Mais après les UK, la Grèce, l’Espagne… A quand la France, « sacrebleu » ??

D’autres curiosités auront tout de même attiré mon attention : un sac en similicuir inspiré du Paddington et brodé Barbie...

La copie des chaussures à talons glitter de la petite Suri Cruise vue chez Accessorize...

La « nouvelle collection de bonbons » vue chez Topshop...

Ainsi que la reproduction d'un célèbre short taille haute à finition croquet de nos compatriotes The Kooples, vu chez TopShop à moitié prix...

L’horrible mode de la veste en jean sans manches et trop serrée sur robe longue à imprimé psychédélique, la déception du rayon « last chance to buy » qui n’est pas une offre promo mais juste la dernière pièce disponible et surtout, l’impossibilité de trouver un sac ou un paire de chaussures en vrai cuir, conférant au rayon accessoires des boutiques une drôle d’odeur de pétrochimie.

Ah, j’oubliais, mention spéciale à la mode « Paris » qui peuple les rayons des boutique, du collier Tour Eiffel + caniche rose au t-shirt à chaîne et noeud imprimé Champs de Mars...


... En passant par le cabas honteusement imprimé « Tu et moi, amour en Paris »…

Une vague impression de boutique de souvenir de St Michel, les fautes d’orthographe en plus.

Et c’est donc ainsi que, tout ce petit monde ultra looké se retrouve au pub à partir de 19h et la plupart du temps du jeudi au dimanche soir, pour commencer à boire.
Sous les coups de 23h30, le pub ouvre l’accès à son étage « nightclub ». On vous tamponne le dos de la main contre trois pounds, et c’est parti !

Vitalic, Lady Gaga, Gangsta Rap et parfois Daft Punk ou Justice quand un français est dans la place.

L’ambiance est bon enfant, les cocktails chimiques au curaçao coulent à flots entre deux verres de Magners ou de Smirnoff Ice.

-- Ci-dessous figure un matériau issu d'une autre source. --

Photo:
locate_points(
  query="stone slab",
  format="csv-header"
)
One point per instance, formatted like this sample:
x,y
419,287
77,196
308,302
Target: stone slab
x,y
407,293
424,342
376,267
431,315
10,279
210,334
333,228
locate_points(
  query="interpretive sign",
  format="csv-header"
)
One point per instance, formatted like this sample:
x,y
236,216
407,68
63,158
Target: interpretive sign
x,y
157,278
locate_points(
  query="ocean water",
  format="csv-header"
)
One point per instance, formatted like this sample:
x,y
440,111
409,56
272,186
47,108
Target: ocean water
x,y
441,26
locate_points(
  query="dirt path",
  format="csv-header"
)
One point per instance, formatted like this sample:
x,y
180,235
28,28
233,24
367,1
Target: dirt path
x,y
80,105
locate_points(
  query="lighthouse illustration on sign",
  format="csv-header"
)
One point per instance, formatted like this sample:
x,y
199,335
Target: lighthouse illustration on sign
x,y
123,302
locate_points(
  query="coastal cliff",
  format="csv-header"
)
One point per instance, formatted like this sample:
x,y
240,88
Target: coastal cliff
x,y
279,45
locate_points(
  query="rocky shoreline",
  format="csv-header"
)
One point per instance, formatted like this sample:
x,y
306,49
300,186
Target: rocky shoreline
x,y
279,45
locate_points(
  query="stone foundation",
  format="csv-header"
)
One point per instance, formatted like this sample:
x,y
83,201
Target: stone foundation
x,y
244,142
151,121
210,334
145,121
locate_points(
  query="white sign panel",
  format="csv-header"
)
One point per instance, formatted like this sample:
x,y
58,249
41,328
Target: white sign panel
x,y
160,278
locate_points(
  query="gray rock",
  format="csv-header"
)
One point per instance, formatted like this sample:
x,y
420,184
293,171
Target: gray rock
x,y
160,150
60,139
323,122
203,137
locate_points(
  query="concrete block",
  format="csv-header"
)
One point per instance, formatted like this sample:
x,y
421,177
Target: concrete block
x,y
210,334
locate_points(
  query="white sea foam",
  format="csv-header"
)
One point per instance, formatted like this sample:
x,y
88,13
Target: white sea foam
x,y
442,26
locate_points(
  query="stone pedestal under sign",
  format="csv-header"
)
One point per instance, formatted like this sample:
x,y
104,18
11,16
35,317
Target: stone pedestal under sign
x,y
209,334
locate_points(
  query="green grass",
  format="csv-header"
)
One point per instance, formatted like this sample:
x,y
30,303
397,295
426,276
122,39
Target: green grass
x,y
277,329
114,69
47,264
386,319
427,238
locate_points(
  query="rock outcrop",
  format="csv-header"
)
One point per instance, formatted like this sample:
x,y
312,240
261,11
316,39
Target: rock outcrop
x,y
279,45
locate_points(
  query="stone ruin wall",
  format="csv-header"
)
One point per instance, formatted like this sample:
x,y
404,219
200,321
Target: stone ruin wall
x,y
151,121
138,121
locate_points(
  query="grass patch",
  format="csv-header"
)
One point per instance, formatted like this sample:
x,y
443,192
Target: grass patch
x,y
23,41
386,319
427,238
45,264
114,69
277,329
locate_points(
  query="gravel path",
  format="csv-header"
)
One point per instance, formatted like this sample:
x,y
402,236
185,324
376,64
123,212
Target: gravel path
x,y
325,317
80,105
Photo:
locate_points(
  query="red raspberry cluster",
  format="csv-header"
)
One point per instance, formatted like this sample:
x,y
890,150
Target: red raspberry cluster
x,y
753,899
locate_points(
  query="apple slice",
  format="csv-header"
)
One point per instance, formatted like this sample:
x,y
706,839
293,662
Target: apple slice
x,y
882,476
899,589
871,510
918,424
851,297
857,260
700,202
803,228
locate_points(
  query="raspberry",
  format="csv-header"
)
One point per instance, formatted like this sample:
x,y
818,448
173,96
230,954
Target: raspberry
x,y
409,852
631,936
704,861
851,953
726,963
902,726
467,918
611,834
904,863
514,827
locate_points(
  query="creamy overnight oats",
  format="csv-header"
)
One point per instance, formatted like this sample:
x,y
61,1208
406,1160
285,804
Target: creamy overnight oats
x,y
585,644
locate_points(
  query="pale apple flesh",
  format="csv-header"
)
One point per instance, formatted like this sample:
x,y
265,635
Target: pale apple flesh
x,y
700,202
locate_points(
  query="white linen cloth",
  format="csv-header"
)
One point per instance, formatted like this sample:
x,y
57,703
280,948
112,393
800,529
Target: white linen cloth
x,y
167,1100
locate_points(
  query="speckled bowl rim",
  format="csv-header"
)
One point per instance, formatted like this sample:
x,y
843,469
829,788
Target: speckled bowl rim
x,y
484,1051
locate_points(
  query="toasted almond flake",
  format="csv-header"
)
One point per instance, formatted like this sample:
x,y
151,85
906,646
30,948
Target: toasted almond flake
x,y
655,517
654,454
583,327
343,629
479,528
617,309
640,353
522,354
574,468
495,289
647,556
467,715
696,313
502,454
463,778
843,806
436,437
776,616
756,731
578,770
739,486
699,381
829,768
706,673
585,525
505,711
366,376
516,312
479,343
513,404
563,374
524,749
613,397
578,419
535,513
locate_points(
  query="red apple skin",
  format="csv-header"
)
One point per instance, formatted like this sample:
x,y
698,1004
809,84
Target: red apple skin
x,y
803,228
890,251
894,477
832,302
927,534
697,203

A l’approche de « 1.30 am », on annonce la fermeture imminente du bar, la moitié de la population allant commander son dernier verre pour céder au delirium tremens, un quart d’heure plus tard, sur le trottoir dans l’attente d’un taxi au prix unique de 3 pounds la course, ce qui évite les accidents de la route. Les plus courageux prendront une barquette de chips au fast-food voisin...

Voire une pizza gratuite un soir de défaite de l’équipe de bleus… cf un Thierry Henri sous la guillotine pour une main qui n'est décidément, pas passé...

vs un amour inconditionnel pour Cantona (Looking for Eric!)...

...Puis ils rentreront sains et saufs avec leurs 17 ans et toutes leurs dents, loin de penser à leur futur 25ème anniversaire âge généralisé de « la fin des conneries ».
Le lendemain matin, lors de la messe à St Columba - la deuxième plus ancienne église catholique d’Irlande du Nord - on pourra croiser la petite Orlaith aux yeux cernés, habillée comme une Girls Aloud, faire sagement la queue vers la communion aux côtés d’une mère pieuse et silencieuse, au sourire mi-complice mi-réprobateur pour le principe. Oh, oh, oh ooooh, I wish I was back home in Derry.